Go Back

Deep Dish Pizza (Chicago-Style)

Servings: 6 ⏱️ Prep Time: 20 min | Rise Time: 1 hr | Cook Time: 30–35 min | Total Time: ~2 hrs

Ingredients
  

  • For the Dough:
  • 2 ¼ tsp active dry yeast 1 packet
  • 1 ¼ cups warm water 110°F/45°C
  • 2 tsp sugar
  • 3 cups all-purpose flour
  • ½ cup yellow cornmeal
  • 1 tsp salt
  • ¼ cup olive oil + more for greasing
  • For the Filling:
  • 2 tbsp olive oil
  • 1 lb Italian sausage casing removed
  • 2 cups shredded mozzarella cheese
  • ½ cup grated Parmesan cheese
  • Optional: sliced pepperoni mushrooms, bell peppers, spinach
  • For the Sauce:
  • 1 tbsp olive oil
  • 2 cloves garlic minced
  • 1 can 28 oz crushed tomatoes
  • 1 tsp dried oregano
  • 1 tsp dried basil
  • Salt and pepper to taste
  • Pinch of sugar optional

Equipment

  • 9- or 10-inch cast iron skillet or deep-dish pizza pan
  • Mixing bowls
  • Rolling pin (optional)
  • Saucepan
  • Wooden spoon
  • Measuring cups and spoons

Method
 

  1. Make the Dough:
  2. In a bowl, combine warm water, sugar, and yeast. Let sit 5–10 minutes until foamy.
  3. Stir in flour, cornmeal, salt, and olive oil. Knead dough for about 5–7 minutes until smooth.
  4. Place dough in a lightly oiled bowl, cover, and let rise in a warm spot for 1 hour or until doubled.
  5. Make the Sauce:
  6. Heat oil in a saucepan over medium heat. Sauté garlic for 30 seconds.
  7. Add crushed tomatoes, oregano, basil, salt, pepper, and sugar if using. Simmer for 15–20 minutes until slightly thickened.
  8. Prepare the Filling:
  9. In a skillet, cook sausage until browned and cooked through.
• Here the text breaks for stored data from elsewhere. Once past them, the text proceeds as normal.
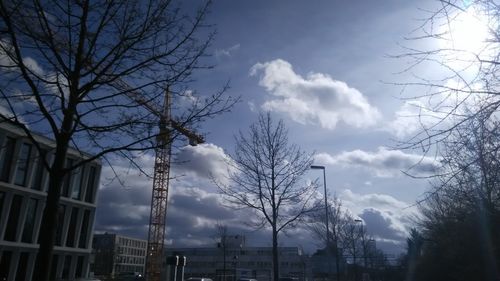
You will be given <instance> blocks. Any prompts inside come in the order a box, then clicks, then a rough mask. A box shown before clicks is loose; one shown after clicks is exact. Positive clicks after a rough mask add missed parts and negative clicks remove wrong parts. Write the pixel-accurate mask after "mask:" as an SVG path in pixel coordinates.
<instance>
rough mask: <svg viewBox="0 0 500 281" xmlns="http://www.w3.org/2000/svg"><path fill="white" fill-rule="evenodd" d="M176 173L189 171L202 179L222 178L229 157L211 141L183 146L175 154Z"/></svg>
mask: <svg viewBox="0 0 500 281" xmlns="http://www.w3.org/2000/svg"><path fill="white" fill-rule="evenodd" d="M176 162H177V163H176V165H175V166H174V171H175V172H176V173H189V174H195V175H196V176H198V177H200V178H204V179H208V178H211V177H215V178H216V179H220V180H222V179H223V178H225V177H226V176H227V175H228V171H229V169H230V165H229V163H230V158H229V156H228V155H226V153H225V152H224V150H223V149H222V148H221V147H219V146H217V145H215V144H211V143H206V144H200V145H197V146H185V147H183V148H182V149H181V150H180V152H179V153H178V154H177V156H176Z"/></svg>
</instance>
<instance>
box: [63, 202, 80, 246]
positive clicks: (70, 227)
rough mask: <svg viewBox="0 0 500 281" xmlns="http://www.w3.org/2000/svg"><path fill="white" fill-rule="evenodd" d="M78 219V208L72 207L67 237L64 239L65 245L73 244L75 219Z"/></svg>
mask: <svg viewBox="0 0 500 281" xmlns="http://www.w3.org/2000/svg"><path fill="white" fill-rule="evenodd" d="M77 219H78V208H76V207H73V208H72V209H71V219H70V221H69V228H68V238H67V239H66V246H68V247H74V246H75V234H76V220H77Z"/></svg>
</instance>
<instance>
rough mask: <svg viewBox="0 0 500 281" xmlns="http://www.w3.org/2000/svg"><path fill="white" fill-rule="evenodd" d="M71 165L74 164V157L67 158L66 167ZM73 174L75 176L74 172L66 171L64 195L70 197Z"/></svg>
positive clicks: (62, 194)
mask: <svg viewBox="0 0 500 281" xmlns="http://www.w3.org/2000/svg"><path fill="white" fill-rule="evenodd" d="M71 166H73V159H67V160H66V168H69V167H71ZM72 176H73V173H72V172H68V173H66V176H64V182H63V192H62V196H64V197H69V191H70V188H71V178H72Z"/></svg>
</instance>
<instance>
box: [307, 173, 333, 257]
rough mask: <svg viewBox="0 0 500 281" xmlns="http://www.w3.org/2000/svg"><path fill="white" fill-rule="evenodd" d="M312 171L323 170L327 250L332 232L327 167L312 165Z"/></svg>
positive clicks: (323, 185)
mask: <svg viewBox="0 0 500 281" xmlns="http://www.w3.org/2000/svg"><path fill="white" fill-rule="evenodd" d="M311 169H313V170H323V187H324V190H325V226H326V248H327V249H328V246H329V245H330V230H329V228H328V202H327V194H326V172H325V166H315V165H312V166H311Z"/></svg>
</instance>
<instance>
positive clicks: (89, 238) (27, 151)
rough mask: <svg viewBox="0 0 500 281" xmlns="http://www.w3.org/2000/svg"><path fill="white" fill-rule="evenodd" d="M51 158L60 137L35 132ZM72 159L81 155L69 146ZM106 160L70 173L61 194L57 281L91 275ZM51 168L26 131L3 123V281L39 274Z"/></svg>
mask: <svg viewBox="0 0 500 281" xmlns="http://www.w3.org/2000/svg"><path fill="white" fill-rule="evenodd" d="M35 137H36V139H37V141H38V143H40V144H41V146H42V149H43V150H45V151H46V152H47V153H46V155H47V157H48V158H47V160H48V161H50V157H51V156H52V155H51V151H53V148H54V142H53V141H51V140H49V139H47V138H45V137H42V136H35ZM68 155H69V157H68V159H67V161H66V163H67V164H68V165H70V164H71V163H73V161H77V160H78V159H81V158H82V157H86V156H82V155H81V154H80V153H77V151H75V150H73V149H69V151H68ZM100 172H101V165H100V163H99V162H98V161H93V162H90V163H88V164H85V165H84V166H82V167H80V168H78V169H76V170H74V171H73V172H72V173H71V174H69V176H67V177H66V179H65V181H64V184H63V188H62V194H61V201H60V208H59V213H58V225H57V229H56V241H55V247H54V256H53V261H52V268H51V269H50V270H51V273H50V274H51V276H50V279H51V280H61V279H62V280H74V279H76V278H79V277H86V276H88V272H89V258H90V253H91V239H92V232H93V225H94V215H95V208H96V204H95V202H96V193H97V188H98V183H99V177H100ZM48 180H49V179H48V173H47V170H46V169H45V167H44V166H43V165H42V163H41V161H40V157H39V153H38V150H37V149H36V148H35V147H34V145H33V144H32V143H31V142H30V141H29V139H28V138H27V137H25V135H24V133H23V132H22V131H21V130H19V129H17V128H15V127H12V126H10V125H8V124H6V123H1V124H0V280H21V281H23V280H36V277H35V276H33V269H34V265H35V259H36V254H37V251H38V247H39V245H38V237H39V229H40V224H41V220H42V213H43V208H44V205H45V200H46V196H47V192H46V191H47V188H48Z"/></svg>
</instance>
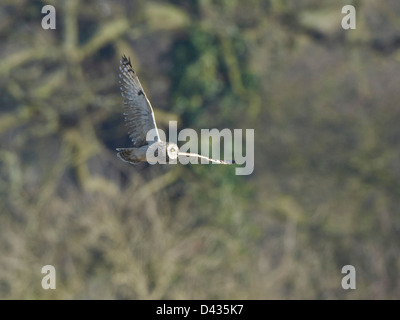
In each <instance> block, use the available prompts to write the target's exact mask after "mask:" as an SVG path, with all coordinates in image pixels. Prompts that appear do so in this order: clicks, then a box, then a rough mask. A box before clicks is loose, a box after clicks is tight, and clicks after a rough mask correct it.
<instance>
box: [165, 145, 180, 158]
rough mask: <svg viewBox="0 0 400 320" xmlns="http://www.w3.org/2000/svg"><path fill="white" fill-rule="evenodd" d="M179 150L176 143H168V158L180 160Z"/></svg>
mask: <svg viewBox="0 0 400 320" xmlns="http://www.w3.org/2000/svg"><path fill="white" fill-rule="evenodd" d="M178 152H179V148H178V146H177V145H176V144H175V143H171V142H170V143H168V146H167V154H168V158H170V159H177V158H178Z"/></svg>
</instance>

Drain excess fat.
  10. Assemble the Pizza:
  11. Preheat oven to 425°F (220°C).
  12. Grease your skillet or pan with olive oil.
  13. Roll or press dough into the pan, pressing up the sides about 2 inches.
  14. Layer the bottom with mozzarella, then sausage and any other toppings.
  15. Spoon sauce over the top. Sprinkle with Parmesan.
  16. Bake:
  17. Bake for 30–35 minutes until crust is golden and the top is bubbly. Let cool for 5–10 minutes before slicing.

Notes

Don't skip pressing the dough up the sides—it holds all that cheesy, saucy goodness!
You can make the dough 1 day ahead and refrigerate after the first rise.
For extra crispiness, preheat the skillet in the oven before adding dough.